# 4. 
Yes, why not? The concept is simple: you have a candidate variable that may be helpful in predicting some other variable (even after accounting for a bunch of other predictors such as own past values of the dependent variable). You test whether that is the case. If you reject the null, you conclude that the variable indeed helps.

# 5. 
Because the two partly overlap. The difference is that the Granger test is used in a VAR model where there is more than one dependent variable and hence more room for applying the test (Does $y_1 \xrightarrow{Granger} y_2$?; Does $y_1 \xrightarrow{Granger} y_3$?; etc). Meanwhile, Choi and Varian has only one dependent variable.

> Granger can measure the direction of the effect

You can test $H_0 \colon y_1 \xrightarrow{Granger} y_2$ and $H_0 \colon y_2 \xrightarrow{Granger} y_1$ and conclude which way (none, first, second or both) it goes. So in this sense you are right.

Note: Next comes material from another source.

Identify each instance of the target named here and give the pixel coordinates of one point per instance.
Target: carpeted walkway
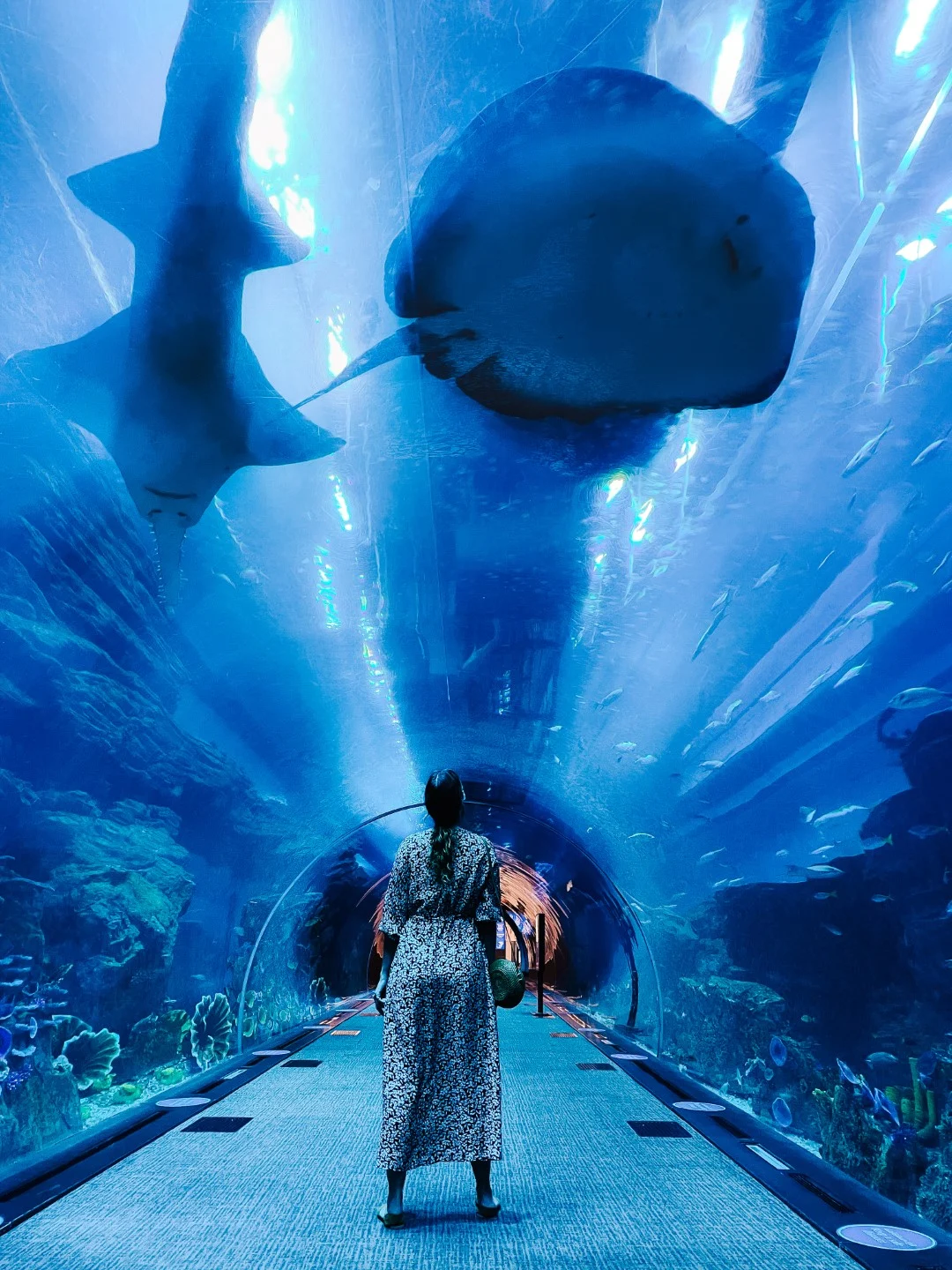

> Choi & Varian's model can help to measure the magnitude of the effect

Yes. But also a VAR model allows measuring the magnitude of effects alongside Granger testing; hence, Choi and Varian are not superior in this sense.

> Granger can measure the direction of the effect while Choi & Varian's model can help to measure the magnitude of the effect

As becomes clear from above, magnitude can be measured in both cases. Direction may or may not be of interest. If it is, do Granger tests. If it is not, a single Choi and Varian-style test is enough.